Parents, Students And Teachers Beg For Face To Face Learning

The coronavirus COVID-19 has laid bare the digital divide among Jamaican school children. From access to devices to internet connectivity to the supervision of children and the fatigue caused by the extended period at homes. And after just two weeks of school, there are increased calls from parents, students and teachers for the Government to reconsider face to face learning at some institutions to close this gap.

Despite efforts to keep students connected to school via online learning environments, the last two week in the academic school term has left some students offline, forcing the Government to reconsider its decision on face-face-learning. 
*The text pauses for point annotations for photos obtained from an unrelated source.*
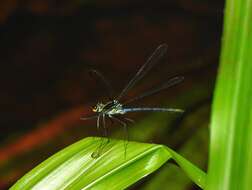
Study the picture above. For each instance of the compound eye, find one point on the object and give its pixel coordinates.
(94, 109)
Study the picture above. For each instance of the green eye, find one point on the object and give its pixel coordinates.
(94, 109)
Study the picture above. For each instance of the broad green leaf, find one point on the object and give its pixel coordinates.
(74, 168)
(230, 165)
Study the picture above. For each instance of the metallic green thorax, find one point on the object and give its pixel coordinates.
(110, 108)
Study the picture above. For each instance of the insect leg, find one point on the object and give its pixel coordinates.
(124, 124)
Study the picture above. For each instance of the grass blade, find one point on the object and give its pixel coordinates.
(231, 124)
(74, 168)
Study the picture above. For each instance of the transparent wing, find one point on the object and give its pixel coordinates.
(104, 82)
(153, 59)
(173, 81)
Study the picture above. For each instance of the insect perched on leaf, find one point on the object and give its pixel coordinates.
(115, 110)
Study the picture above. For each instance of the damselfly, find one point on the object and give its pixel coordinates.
(114, 109)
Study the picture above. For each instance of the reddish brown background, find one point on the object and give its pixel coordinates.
(47, 47)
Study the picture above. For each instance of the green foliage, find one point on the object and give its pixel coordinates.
(231, 123)
(74, 168)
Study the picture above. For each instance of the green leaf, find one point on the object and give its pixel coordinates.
(115, 168)
(230, 164)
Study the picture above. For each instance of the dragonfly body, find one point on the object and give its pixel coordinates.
(114, 109)
(110, 108)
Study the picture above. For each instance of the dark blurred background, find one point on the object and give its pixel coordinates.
(48, 47)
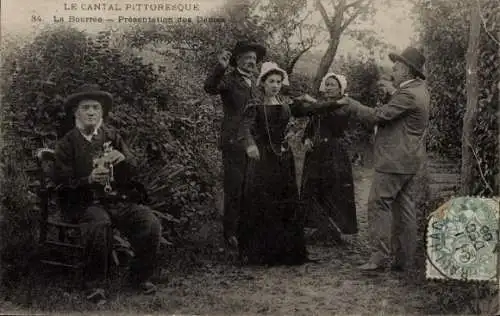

For one parent in Majesty Garden, she explains that despite her son having access to a smart device, he still needs supervision which was usually provided by schools.

The woman who operates a small food and bar business in the community says she is not able to assist her child with his assignments nor is she able to monitor him due to her work.

She worries that her child will get left behind. Having recently passed the Primary Exit Profile Examination, she explained that she was not expecting his first day of high school over the internet, which often enough is spotty connection.

For one student who attends the Clan Clarty High School, she explains that she too has to assist her mother who has a business and her younger brother who also has school online.

Frustrated, the student explains that there is not enough time to learn, alluding to the 30 minute- teaching sessions as well as the limited time for feedback from teachers.

Prime Minister Andrew Holiness says cabinet is to assess the risk of face to face  learning during the community transmission phase of the virus.

Priority is expected to be placed on schools with smaller population, disabilities, risk of spread and infrastructure to facilitate  physical learning among others.

And for those who are fearful of sending their children to school, they will have to be facilitated in the virtual classroom.

But while cabinet mulls over the decision, there are those students who are  on the wrong side of the digital divide, waiting to cross over.